Monkeys, on the other hand.. oh I love them. I find it highly amusing how they are like people. I could just stay and watch them for hours.

It’s the middle of February, but I haven’t seen the second part of The Hobbit yet. A quick internet search shows that in one of the adjacent suburbs the movie is still running. At 9 o’clock in the morning as their only show, but at least still running. I book a ticket in advance to secure myself a seat. Don’t wanna take any risks.
But when I get to the cinema two days later (after much ado about getting there by tram.. I knew I should have just walked!!) I am literally the only person there. So I stretch myself over 3 seats and enjoy the private presentation.

Melbourne is beautiful. It’s artsy, and vibrant, and.. yes, hipster-ish, but I think the city makes it work. It doesn’t make me sweat like a pig, so that’s a big plus.
Some criticize the city for being “too European” – quite frankly, I have no idea what they mean by that. I really don’t. No, I mean – I don’t know what makes a city “European”.

 

Image
Cologne Cathedral. Errr…

The city is littered with street artists. Whether it be musicians, magicians, dancers or chalk-art on the pavement – lovers of the bohemian will definitely get their money’s worth. Personally, I like to sit on one of the hundreds of benches and enjoy some acoustic guitar with a frozen yogurt.
There is always something going on, so even for loners like me it’s hard to get bored.
Furthermore, it’s such an active city. Going for a walk down on Southbank, by the Yarra River (hope I got that right), you’ll always run into joggers, cyclists and rowers. The tennis and cricket stadiums are right nearby, and it’s nice to see German Vettel look stoically at you from one of the many formula 1 posters. I usually don’t care about formula 1, but Patriotism, fuck yea!!

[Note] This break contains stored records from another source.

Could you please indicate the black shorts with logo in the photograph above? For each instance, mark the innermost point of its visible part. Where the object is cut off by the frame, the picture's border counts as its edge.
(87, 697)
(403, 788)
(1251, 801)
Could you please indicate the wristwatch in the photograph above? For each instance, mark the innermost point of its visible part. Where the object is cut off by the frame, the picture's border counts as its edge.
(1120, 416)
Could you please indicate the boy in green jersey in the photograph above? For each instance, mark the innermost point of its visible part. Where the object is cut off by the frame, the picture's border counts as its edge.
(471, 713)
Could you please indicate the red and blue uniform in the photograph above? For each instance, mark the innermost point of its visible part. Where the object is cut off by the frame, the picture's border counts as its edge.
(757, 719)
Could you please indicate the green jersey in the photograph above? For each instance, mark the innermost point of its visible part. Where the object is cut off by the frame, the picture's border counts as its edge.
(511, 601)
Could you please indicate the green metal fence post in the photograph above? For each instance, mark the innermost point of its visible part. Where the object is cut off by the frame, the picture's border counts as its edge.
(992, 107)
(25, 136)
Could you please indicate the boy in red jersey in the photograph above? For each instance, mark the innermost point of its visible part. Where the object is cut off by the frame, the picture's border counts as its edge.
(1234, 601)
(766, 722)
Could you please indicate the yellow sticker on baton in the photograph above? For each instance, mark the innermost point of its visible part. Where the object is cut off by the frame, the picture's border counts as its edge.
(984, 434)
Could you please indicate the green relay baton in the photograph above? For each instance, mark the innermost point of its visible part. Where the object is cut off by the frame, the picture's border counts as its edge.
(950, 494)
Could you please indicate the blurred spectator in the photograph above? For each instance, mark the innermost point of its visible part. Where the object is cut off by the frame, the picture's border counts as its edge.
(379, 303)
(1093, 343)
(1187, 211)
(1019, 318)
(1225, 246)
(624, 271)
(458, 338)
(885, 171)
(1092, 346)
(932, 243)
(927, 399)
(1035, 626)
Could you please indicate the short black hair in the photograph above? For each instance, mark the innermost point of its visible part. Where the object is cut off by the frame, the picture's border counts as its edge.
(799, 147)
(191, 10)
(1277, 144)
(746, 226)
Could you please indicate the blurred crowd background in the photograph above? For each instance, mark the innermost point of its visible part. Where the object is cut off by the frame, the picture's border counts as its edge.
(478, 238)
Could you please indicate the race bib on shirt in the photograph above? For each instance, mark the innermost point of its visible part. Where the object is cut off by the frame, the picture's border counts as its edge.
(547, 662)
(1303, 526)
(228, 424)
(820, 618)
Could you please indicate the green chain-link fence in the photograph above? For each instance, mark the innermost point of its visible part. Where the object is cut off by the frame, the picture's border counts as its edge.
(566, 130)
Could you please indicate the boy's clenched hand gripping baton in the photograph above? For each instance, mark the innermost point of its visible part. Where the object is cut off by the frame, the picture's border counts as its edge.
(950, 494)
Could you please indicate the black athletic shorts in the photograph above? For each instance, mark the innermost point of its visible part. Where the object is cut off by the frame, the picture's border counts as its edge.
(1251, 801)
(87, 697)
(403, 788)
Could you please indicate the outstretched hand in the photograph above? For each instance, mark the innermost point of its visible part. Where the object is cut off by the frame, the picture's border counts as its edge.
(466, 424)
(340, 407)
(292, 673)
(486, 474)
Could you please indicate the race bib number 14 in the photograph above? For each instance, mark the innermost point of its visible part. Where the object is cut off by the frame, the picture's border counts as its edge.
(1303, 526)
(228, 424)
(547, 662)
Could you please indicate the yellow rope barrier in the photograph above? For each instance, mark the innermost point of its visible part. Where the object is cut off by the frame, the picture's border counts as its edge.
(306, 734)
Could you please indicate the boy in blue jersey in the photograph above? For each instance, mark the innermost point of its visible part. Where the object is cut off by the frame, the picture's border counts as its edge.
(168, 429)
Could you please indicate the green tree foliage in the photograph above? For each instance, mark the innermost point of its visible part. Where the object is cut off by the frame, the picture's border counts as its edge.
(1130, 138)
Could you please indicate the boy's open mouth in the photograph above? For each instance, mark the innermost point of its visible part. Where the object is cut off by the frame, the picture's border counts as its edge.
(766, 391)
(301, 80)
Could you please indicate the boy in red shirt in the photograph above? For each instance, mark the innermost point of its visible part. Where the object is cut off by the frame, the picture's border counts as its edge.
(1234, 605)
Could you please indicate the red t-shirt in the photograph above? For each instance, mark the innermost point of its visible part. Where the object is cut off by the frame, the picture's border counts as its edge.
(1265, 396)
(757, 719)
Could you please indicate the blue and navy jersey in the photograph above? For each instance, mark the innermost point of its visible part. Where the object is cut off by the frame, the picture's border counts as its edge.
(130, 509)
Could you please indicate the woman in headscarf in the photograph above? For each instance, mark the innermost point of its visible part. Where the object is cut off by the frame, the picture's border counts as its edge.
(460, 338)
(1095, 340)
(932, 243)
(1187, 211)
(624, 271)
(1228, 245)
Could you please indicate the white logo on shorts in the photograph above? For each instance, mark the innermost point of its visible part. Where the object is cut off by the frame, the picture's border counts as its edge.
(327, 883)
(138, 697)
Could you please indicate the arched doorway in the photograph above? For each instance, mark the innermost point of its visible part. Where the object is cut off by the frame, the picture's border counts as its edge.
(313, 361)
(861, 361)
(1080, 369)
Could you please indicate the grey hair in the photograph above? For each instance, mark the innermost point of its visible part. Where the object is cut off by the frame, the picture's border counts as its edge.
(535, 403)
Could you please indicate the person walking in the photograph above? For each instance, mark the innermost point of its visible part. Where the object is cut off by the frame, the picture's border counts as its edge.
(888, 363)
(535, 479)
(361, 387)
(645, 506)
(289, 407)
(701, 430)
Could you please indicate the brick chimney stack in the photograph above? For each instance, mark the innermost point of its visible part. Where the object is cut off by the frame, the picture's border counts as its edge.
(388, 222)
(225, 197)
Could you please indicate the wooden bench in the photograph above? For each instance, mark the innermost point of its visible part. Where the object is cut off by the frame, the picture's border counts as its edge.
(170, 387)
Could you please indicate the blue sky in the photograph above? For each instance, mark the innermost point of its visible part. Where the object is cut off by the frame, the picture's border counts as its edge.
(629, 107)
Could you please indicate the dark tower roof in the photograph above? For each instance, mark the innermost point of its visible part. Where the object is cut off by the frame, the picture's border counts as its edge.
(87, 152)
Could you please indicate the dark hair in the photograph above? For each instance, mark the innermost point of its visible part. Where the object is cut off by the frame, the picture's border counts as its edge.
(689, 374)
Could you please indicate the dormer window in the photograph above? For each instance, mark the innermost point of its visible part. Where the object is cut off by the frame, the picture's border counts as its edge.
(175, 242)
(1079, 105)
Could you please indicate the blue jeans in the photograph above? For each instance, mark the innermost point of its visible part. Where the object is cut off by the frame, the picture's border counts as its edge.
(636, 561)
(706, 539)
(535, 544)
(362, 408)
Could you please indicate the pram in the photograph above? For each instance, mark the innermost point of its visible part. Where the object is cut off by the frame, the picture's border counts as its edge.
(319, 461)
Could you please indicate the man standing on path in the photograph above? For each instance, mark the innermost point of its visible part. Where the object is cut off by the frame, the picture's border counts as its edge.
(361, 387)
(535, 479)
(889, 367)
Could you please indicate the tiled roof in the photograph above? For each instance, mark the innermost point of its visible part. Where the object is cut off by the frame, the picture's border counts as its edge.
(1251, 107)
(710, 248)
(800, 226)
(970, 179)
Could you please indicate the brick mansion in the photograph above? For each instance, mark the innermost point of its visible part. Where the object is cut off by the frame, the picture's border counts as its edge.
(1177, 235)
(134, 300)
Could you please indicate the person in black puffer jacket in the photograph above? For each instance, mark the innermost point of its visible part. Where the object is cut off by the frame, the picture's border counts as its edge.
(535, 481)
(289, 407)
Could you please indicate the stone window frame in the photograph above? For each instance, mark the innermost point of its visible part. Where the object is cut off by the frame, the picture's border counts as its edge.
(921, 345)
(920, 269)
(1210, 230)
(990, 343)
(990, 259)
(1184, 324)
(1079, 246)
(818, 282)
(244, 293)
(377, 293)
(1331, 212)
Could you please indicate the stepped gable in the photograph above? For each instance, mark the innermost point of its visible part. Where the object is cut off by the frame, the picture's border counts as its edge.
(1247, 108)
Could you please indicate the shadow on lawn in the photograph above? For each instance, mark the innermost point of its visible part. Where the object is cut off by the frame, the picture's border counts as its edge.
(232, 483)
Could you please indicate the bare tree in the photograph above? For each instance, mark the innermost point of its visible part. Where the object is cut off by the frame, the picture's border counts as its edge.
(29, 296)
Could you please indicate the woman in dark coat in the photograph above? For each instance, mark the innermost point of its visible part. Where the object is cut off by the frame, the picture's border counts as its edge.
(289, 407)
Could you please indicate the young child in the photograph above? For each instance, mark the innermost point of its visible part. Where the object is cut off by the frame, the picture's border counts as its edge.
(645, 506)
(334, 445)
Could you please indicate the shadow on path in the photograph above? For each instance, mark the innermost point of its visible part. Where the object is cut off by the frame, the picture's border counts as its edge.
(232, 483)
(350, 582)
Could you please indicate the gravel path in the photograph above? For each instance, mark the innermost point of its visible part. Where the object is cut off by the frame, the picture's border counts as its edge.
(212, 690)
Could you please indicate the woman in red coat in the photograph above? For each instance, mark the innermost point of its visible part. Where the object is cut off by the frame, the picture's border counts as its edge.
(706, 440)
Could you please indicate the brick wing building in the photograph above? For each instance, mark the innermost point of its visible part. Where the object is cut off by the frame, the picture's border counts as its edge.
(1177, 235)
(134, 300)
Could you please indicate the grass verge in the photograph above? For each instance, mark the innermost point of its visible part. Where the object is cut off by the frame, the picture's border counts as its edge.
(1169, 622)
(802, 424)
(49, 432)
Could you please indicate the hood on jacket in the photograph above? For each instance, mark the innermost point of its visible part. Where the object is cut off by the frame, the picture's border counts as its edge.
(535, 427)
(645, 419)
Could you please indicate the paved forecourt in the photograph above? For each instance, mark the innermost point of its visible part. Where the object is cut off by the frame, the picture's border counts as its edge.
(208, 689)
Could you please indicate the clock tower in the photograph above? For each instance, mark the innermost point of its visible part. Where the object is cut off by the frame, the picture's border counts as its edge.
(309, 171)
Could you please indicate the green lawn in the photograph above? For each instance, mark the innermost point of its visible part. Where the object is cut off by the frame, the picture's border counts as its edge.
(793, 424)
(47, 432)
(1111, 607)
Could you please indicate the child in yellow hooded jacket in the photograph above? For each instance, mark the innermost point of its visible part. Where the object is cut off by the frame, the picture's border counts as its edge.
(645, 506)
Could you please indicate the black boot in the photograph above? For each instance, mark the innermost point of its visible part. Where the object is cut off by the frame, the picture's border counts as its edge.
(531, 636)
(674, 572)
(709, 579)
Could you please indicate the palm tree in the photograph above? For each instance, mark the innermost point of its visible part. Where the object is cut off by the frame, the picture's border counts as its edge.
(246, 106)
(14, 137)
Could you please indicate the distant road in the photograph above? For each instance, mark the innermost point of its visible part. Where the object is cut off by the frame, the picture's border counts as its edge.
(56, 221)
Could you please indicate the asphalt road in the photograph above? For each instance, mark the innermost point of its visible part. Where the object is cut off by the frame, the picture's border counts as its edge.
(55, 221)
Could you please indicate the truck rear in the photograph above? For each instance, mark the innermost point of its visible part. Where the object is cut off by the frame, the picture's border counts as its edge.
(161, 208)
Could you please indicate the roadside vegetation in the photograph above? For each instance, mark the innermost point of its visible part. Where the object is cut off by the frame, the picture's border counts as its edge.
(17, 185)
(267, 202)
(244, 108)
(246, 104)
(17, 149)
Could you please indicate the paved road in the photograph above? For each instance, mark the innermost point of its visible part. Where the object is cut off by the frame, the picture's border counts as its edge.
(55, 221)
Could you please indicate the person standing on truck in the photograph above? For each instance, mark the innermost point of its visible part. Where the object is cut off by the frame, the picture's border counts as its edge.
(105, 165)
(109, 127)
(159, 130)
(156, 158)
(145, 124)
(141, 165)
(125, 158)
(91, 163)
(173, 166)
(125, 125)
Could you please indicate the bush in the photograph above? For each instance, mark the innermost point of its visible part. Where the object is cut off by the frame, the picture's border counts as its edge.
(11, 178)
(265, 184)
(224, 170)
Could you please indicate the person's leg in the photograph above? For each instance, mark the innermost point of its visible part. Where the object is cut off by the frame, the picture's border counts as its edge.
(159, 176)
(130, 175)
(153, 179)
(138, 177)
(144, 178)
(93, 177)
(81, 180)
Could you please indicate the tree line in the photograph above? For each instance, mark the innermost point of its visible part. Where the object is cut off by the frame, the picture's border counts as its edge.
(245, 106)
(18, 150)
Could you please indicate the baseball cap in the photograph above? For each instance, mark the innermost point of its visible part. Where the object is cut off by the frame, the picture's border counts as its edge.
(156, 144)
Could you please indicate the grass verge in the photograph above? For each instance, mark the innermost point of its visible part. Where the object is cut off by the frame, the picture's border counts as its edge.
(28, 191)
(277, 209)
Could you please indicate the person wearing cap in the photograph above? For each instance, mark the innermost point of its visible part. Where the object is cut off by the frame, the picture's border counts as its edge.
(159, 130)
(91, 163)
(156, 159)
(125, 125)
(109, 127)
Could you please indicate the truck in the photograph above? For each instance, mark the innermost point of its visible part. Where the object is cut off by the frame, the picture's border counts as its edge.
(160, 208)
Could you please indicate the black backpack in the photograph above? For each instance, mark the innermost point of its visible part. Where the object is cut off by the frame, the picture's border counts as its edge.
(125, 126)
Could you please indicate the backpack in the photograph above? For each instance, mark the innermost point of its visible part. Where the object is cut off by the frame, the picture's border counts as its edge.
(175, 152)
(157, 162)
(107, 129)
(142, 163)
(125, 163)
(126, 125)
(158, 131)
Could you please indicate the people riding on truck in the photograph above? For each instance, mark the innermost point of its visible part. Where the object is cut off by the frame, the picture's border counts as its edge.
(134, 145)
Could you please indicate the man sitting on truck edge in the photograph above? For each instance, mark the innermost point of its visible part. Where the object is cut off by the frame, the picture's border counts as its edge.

Melbourne seems very young and hip. Seriously, I hardly see people over 50. Or maybe they all just look so young because of their annoyingly healthy lifestyles (I’m sure the at least 7 Maccas’ in the heart of the city are purely used by tourists).
Where in Sydney there are convenient stores next to convenient stores, here it’s souvenir shops. I am seriously tempted to buy some of this crap that wouldn’t survive a week. Fortunately, reminding myself that I don’t have any more room in my backpack keeps me from doing something stupid.

No, I don’t want to go home – not just yet. I get depressed at times, that’s true. And I find being here very hard more often than not, just wishing I was back in the comfort of my own home with everything that makes it so. It’s not Australia of 2007 – this is 2014. Jobs aren’t lying around on the streets anymore free for anyone to pick up. Backpackers can’t find employment because of their horrible reputation. And to be honest, a lot of them do deserve it. The cities are crowded with travelers. Everyone does it. Most of the things I was told about Australia didn’t happen. Time’s a-changing, babes.

But I also enjoy the feeling of being half-way around the world, experiencing these cities, people, and this culture. If I left now, I’d kick my ass wishing I was back in Hyde Park stalking amazing skaters.
Or is it just that I don’t want to admit failure? I told everyone I’d try to stay away as long as possible, but if it’s just to “be away” without really enjoying it, where’s the sense in that?